ここ数日、暑いと思ったら5月の真夏日は6年ぶりだとか。そうかあ、もうすぐ夏だー!海だー!バカヤローだー!「××」だー!

「××」は、21世紀となってはとても口に出せないコトバです。
それこそ思春期・青年期を包括する便利なコトバなのに、どうにも使うのがはばかれる死語。
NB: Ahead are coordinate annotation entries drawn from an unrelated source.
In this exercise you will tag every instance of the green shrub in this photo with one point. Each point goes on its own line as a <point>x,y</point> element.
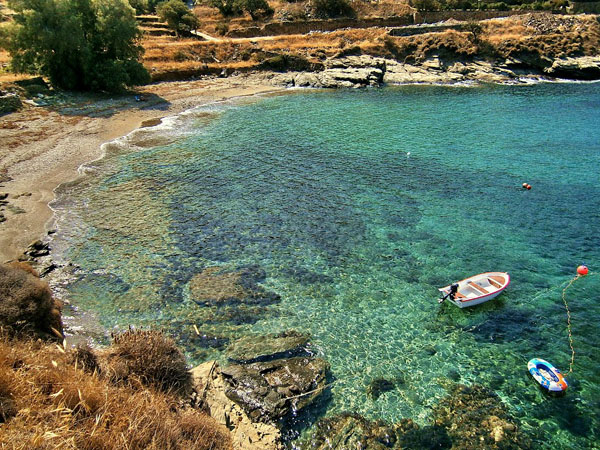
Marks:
<point>147,357</point>
<point>227,8</point>
<point>77,44</point>
<point>222,28</point>
<point>83,357</point>
<point>26,303</point>
<point>332,8</point>
<point>140,6</point>
<point>256,8</point>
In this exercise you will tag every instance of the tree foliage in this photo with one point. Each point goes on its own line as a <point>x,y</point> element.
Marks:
<point>332,8</point>
<point>178,16</point>
<point>256,8</point>
<point>78,44</point>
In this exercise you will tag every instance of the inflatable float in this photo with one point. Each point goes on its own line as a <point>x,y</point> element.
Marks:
<point>547,375</point>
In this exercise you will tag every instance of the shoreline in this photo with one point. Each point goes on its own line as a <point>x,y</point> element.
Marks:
<point>46,148</point>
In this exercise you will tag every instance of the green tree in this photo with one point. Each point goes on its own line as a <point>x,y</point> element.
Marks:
<point>332,8</point>
<point>256,8</point>
<point>178,16</point>
<point>227,8</point>
<point>78,44</point>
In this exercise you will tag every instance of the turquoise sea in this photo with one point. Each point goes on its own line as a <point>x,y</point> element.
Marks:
<point>358,205</point>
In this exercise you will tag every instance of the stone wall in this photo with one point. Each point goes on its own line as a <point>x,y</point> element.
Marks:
<point>584,7</point>
<point>440,16</point>
<point>287,28</point>
<point>282,28</point>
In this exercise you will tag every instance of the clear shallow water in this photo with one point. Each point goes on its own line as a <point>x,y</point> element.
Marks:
<point>358,205</point>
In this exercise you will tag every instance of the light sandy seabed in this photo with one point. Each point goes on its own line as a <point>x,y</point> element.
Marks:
<point>41,148</point>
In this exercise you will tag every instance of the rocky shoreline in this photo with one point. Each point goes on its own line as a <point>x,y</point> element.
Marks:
<point>364,70</point>
<point>269,379</point>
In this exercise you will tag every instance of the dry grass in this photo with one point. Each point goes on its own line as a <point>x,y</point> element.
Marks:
<point>47,401</point>
<point>145,357</point>
<point>551,36</point>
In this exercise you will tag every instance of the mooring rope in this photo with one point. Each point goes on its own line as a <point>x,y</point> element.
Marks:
<point>569,323</point>
<point>577,277</point>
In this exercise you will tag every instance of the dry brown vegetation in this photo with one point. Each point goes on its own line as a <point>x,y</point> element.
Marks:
<point>128,396</point>
<point>528,36</point>
<point>543,35</point>
<point>26,303</point>
<point>146,357</point>
<point>48,401</point>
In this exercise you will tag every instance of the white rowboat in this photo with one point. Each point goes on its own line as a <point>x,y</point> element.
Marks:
<point>478,288</point>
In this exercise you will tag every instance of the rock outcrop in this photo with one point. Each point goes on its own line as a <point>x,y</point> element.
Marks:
<point>273,378</point>
<point>210,389</point>
<point>270,391</point>
<point>582,68</point>
<point>362,71</point>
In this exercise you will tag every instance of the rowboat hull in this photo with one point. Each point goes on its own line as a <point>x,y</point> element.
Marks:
<point>547,375</point>
<point>478,289</point>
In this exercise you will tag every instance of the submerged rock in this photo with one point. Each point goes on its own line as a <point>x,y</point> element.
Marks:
<point>352,431</point>
<point>270,391</point>
<point>476,418</point>
<point>219,286</point>
<point>379,386</point>
<point>251,349</point>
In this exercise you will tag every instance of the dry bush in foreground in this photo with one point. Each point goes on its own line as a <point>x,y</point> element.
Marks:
<point>45,402</point>
<point>26,303</point>
<point>147,357</point>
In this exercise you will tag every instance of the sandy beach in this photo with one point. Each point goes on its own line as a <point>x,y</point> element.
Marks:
<point>43,146</point>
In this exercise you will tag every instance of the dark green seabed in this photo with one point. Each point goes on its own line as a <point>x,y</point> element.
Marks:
<point>339,214</point>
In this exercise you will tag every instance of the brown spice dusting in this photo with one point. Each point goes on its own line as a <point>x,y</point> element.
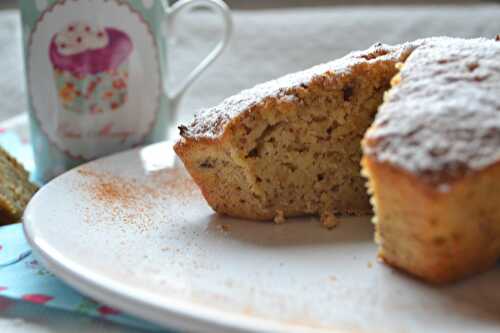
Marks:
<point>127,200</point>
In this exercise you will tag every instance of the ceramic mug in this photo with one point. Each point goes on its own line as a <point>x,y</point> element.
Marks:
<point>96,76</point>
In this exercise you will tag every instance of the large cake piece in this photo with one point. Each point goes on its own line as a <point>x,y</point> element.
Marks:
<point>292,147</point>
<point>432,159</point>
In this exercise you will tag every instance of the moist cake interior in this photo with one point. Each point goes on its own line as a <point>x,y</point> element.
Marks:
<point>305,157</point>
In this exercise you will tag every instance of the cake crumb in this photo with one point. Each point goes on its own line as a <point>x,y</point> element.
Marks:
<point>224,227</point>
<point>279,218</point>
<point>329,221</point>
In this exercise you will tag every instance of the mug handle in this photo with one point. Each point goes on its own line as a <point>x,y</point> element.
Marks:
<point>220,7</point>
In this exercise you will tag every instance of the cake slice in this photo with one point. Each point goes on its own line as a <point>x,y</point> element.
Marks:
<point>15,189</point>
<point>291,146</point>
<point>432,156</point>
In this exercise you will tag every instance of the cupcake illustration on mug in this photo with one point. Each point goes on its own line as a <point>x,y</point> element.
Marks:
<point>90,68</point>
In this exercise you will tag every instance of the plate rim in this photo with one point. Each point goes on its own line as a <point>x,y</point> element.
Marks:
<point>176,313</point>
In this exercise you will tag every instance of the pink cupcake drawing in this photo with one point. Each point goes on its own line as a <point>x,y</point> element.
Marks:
<point>90,68</point>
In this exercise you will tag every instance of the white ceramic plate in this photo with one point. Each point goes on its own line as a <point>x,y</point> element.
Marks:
<point>132,230</point>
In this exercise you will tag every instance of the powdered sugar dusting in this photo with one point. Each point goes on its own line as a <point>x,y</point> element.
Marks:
<point>443,119</point>
<point>210,123</point>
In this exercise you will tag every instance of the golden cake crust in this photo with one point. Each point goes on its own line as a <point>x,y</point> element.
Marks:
<point>230,186</point>
<point>441,119</point>
<point>432,159</point>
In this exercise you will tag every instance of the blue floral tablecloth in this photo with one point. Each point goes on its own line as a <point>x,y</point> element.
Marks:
<point>22,278</point>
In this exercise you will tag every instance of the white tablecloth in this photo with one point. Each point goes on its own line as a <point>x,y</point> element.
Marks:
<point>265,44</point>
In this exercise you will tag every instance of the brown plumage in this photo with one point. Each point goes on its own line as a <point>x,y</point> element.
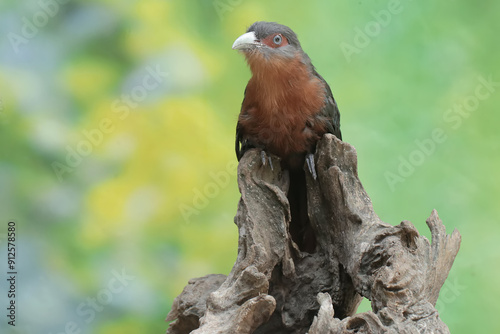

さらには、団塊世代が著作権を独占しているように思えるのも、しゃくに障る・・・。


そうです。「青春」というコトバ。

人それぞれの思いがあっていいし、けっして悪いコトバではないので、偏屈に定義するのもとてももったいない気もします。
なのに実際には完全な死語です。今の若者向けのアニメやマンガや小説には、恋愛と部活と制服であふれているのに、まず直接的には使われません。まるで何かの呪いのコトバかなにかのようです。
ここ数年じゃあ「ビバ・ヒル青春白書」と「青春アミーゴ」くらいしか思い浮かびませんが、これらも「化石」(これも死語!)としての用例ですねえ。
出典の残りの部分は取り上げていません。